Dickson works in crepuscular scenes, dawns and dusks described in carefully controlled palettes. Moody yet humming with life, they capture Hopper-esque visions of low concrete buildings and highways cutting through California terrain. North State Rainy Parking Lot (2024) depicts an empty car park, streetlights shining like shards of glass above a glistening plane of asphalt. In Red Tail Lights (2000), half a dozen cars glow under a cerulean sky, while a heavy wave of clouds threatens rain. Despite their disquieting anonymity, the paintings are imbued with a powerful sense of place, sharpened by Dickson’s attention to regional detail—the blue-and-yellow advertising balloon floating beside palm trees in Smog Check (2024), or the stuffed animal perched in the rear windshield of a well-maintained pink vintage car in Big Dodge (2024). You could draw a straight line through these works connecting Ed Ruscha’s coolly ironic icons of the American West to Cynthia Talmadge’s Pointillist paintings exploring the banality of bliss.

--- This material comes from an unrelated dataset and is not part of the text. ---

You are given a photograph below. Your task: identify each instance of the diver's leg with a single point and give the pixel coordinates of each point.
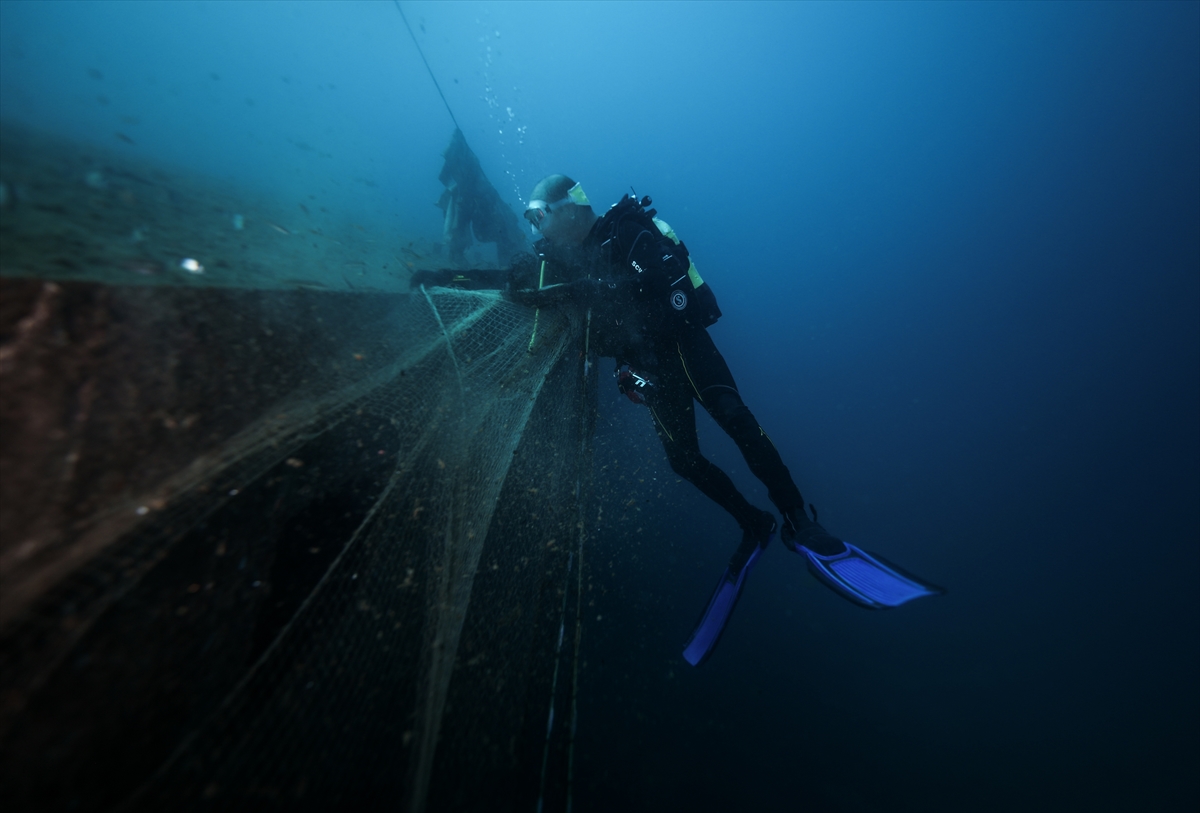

Throughout Dickson’s body of work—particularly in her seedy vignettes of Las Vegas casinos and sex workers around Times Square—American cities are essentially virtual environments, dark fantasias of roiling, sublimated desire. Here, billboards, traffic lights, power lines, and street signs frame the headlights and taillights of cars like distended shadows. Dickson’s vehicles offer none of the Ballardian eroticism of John Chamberlain’s sculptural junkers. Nor are there drivers or pedestrians in her California paintings. Cars, in Dickson’s work, rove herdlike across public land; they reconfigure space, creating the illusion of autonomy along preordained roads and a feeling of calculated access to the natural world. As she told the painter Odili Donald Odita, “These are my transcendentalist works, the sublime in traffic.”

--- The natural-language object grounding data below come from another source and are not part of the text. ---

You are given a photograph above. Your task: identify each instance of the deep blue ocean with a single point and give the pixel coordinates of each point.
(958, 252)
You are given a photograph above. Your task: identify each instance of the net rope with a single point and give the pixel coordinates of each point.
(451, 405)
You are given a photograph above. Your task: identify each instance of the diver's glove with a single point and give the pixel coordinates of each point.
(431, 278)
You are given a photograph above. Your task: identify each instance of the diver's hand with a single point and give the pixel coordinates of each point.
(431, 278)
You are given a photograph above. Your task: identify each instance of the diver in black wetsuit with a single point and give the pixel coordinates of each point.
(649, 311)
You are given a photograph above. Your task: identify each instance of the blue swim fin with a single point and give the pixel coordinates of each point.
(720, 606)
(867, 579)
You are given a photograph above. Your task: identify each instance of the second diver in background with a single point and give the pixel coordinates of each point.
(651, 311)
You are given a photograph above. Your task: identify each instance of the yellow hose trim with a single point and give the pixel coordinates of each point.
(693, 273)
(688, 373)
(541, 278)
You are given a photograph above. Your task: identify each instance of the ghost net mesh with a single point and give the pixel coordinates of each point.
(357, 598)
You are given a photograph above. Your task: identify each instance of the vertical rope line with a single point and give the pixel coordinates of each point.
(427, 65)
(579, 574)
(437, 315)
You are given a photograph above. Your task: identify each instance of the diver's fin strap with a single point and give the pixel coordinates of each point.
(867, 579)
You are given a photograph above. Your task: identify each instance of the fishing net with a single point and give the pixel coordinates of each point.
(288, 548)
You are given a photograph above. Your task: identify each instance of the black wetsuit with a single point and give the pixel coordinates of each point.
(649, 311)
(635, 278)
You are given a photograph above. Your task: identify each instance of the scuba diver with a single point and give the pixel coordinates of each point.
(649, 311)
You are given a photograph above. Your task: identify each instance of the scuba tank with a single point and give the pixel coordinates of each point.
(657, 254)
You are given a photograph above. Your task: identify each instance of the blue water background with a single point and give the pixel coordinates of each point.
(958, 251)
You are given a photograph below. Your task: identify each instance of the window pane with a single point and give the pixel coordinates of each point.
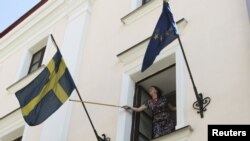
(145, 1)
(18, 139)
(144, 98)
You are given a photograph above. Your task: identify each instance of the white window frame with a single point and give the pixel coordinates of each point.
(128, 89)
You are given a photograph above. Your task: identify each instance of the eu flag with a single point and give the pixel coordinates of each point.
(47, 92)
(164, 33)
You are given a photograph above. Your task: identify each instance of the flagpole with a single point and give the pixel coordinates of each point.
(96, 103)
(199, 97)
(84, 107)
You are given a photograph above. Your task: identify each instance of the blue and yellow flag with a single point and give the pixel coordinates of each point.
(47, 92)
(164, 33)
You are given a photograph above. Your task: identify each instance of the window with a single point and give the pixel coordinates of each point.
(145, 1)
(36, 60)
(18, 139)
(142, 122)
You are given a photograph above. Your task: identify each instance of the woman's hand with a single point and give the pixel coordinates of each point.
(126, 107)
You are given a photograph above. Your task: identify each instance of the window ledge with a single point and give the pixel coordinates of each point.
(180, 134)
(141, 11)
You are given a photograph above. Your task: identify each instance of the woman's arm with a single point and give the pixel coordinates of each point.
(139, 109)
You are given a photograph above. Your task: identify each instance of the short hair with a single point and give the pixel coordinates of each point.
(159, 91)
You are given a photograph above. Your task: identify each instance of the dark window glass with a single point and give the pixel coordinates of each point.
(36, 60)
(18, 139)
(142, 121)
(145, 1)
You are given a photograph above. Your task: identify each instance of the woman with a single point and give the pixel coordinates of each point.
(163, 122)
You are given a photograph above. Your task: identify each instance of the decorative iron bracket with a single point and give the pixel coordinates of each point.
(201, 104)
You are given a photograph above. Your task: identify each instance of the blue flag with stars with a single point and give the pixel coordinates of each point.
(164, 33)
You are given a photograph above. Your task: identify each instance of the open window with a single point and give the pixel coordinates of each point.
(142, 122)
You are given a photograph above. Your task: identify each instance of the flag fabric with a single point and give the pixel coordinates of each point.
(47, 92)
(164, 33)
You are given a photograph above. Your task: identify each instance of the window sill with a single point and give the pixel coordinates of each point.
(180, 134)
(141, 11)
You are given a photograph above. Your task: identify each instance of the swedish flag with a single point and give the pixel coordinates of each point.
(47, 92)
(164, 33)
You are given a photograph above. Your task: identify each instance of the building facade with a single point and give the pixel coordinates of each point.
(103, 43)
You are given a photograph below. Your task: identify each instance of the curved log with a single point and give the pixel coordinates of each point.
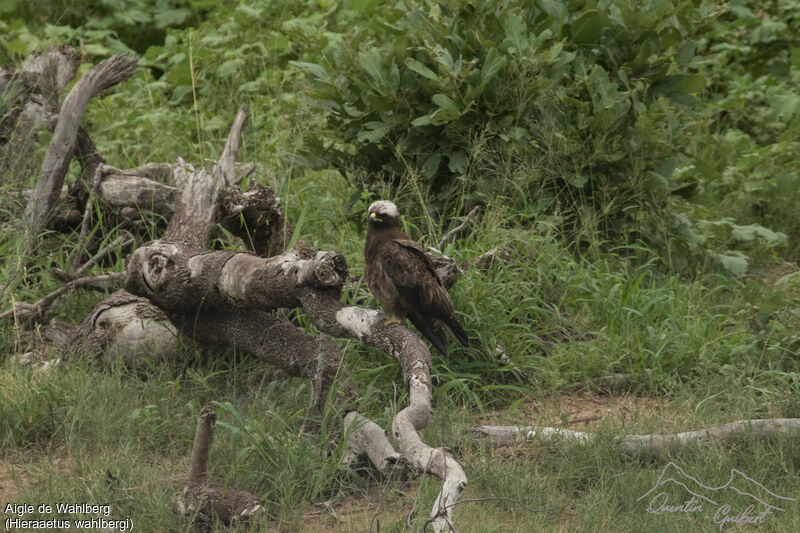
(655, 444)
(62, 145)
(369, 326)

That is to say, Dickson’s paintings are about the American dream. They inhabit the same parallel routes of self-actualization and Manifest Destiny that structure a Robert Frank or Jack Kerouac road trip. But there’s less optimism here. Out of Here North 3 (2013) shows a caravan of cars stuck in traffic beneath ominous power lines, the fiery orange sky tinged by aquatic green clouds. In otherworldly cool tones, the paintings suggest the twilight of empire. Rendered in oil on rectangular plots of AstroTurf, they summon golf courses, soccer practice, manicured lawns. The shadows between the artificial blades of grass lend a hyper-clarity that dissolves, as you approach the painting, into a bristly static energy. The image is only possible to apprehend at a distance.

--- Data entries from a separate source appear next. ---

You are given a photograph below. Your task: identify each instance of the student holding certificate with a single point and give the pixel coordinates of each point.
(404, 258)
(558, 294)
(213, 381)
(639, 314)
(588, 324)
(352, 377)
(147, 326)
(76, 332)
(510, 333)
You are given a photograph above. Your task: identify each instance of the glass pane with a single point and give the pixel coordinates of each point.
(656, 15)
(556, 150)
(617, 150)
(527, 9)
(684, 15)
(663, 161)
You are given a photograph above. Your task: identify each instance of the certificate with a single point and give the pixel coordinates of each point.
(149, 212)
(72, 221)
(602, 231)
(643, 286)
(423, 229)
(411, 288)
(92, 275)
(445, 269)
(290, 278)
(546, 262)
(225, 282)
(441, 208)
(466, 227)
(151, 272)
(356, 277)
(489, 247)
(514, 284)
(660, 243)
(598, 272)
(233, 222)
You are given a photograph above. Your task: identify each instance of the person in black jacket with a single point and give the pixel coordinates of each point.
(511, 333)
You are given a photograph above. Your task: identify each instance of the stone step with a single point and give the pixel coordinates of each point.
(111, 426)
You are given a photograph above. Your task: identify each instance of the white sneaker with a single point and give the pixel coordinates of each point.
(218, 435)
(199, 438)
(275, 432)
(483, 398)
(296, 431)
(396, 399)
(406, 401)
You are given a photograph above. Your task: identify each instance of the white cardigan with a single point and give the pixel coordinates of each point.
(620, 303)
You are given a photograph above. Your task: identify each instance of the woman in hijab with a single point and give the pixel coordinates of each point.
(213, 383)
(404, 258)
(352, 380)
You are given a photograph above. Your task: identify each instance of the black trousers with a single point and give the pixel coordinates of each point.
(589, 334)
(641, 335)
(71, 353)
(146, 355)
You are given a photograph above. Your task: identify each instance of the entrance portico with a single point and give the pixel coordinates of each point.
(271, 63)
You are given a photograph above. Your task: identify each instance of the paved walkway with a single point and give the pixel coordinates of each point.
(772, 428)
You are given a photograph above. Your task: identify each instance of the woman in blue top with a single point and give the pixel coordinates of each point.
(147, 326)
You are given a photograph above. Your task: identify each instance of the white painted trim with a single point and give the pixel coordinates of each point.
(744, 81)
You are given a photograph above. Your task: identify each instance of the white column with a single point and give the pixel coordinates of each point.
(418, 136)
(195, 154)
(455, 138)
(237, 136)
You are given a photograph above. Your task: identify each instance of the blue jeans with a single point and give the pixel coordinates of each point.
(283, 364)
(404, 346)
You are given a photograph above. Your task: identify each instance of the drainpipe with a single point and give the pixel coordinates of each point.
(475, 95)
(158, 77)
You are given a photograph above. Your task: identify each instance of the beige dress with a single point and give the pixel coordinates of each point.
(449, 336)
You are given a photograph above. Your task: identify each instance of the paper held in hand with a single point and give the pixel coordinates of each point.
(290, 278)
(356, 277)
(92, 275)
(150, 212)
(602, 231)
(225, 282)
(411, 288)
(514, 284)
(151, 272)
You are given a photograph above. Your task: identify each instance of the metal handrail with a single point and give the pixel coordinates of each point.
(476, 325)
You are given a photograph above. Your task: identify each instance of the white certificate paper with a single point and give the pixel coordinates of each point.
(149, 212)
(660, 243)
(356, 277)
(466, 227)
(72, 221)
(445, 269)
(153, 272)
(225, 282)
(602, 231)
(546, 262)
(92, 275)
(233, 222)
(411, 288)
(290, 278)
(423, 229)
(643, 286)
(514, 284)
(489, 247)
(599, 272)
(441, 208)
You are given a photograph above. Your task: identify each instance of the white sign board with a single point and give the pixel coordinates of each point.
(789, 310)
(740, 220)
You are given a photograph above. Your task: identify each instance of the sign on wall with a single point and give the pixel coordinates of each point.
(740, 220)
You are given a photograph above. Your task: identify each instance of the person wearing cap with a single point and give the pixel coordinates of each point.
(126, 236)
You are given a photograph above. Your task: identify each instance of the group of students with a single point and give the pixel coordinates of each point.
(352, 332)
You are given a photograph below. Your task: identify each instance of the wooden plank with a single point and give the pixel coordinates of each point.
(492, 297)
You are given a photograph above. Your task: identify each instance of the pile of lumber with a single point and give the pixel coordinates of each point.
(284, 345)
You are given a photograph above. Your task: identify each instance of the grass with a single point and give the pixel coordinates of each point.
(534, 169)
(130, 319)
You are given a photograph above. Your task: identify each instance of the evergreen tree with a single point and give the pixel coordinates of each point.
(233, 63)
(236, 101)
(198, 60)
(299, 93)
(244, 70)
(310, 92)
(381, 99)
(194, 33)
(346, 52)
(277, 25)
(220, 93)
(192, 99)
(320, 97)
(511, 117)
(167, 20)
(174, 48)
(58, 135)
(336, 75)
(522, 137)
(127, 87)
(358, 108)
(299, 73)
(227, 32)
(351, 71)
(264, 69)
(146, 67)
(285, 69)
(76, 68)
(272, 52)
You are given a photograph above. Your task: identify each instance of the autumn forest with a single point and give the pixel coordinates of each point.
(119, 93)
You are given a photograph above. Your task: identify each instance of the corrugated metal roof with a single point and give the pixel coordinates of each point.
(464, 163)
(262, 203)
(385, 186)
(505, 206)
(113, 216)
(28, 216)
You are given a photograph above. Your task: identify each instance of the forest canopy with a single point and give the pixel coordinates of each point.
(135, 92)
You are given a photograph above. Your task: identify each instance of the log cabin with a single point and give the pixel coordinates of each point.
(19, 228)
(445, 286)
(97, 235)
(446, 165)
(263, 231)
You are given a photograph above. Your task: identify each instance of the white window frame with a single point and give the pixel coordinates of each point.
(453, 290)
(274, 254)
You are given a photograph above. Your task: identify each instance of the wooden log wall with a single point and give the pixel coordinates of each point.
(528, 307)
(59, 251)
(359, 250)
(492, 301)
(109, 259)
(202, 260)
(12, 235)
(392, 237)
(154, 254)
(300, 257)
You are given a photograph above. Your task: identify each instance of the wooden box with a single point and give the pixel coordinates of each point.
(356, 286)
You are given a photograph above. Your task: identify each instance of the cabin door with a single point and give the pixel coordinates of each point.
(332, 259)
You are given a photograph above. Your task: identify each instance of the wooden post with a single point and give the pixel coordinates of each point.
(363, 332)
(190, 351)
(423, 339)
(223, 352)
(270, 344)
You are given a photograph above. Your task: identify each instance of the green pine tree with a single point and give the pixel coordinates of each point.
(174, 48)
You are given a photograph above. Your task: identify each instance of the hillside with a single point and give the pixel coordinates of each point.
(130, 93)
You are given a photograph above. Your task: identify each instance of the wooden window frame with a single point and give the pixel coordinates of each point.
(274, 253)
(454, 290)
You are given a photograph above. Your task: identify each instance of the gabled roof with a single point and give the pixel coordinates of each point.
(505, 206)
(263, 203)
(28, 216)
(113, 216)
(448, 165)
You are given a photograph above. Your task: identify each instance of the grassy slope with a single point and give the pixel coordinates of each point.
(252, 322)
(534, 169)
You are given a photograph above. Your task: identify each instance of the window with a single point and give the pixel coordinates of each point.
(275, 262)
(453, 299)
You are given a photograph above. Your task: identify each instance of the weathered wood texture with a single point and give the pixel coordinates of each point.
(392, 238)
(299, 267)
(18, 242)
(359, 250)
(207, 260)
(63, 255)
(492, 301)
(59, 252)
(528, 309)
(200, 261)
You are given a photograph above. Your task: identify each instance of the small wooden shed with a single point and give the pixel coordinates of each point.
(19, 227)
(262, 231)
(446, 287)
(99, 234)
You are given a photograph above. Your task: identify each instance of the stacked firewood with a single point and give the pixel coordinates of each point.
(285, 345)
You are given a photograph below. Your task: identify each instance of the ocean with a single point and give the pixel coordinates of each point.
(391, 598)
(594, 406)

In a side gallery are fifteen oil-stick-on-linen works depicting US highways from Dickson’s “Road Trip” series. They’re painted, like all of her work, from photographs taken by the artist, and their vantage is through a windshield, slightly left of the road’s center—probably a view from the driver’s seat. Their trancelike monotony will feel familiar to anyone who’s undertaken the Great American Road Trip—you can almost hear the hum of rubber on tarmac, or the ebb and flow of radio static that fades region into region. Yet there are no grand vistas, no awe-inspiring mountain ranges or desert sprawl—just long gray stretches of the Dwight D. Eisenhower Interstate Highway System, navigated by anonymous travelers whose lonely journeys are punctuated only by the idea of beauty.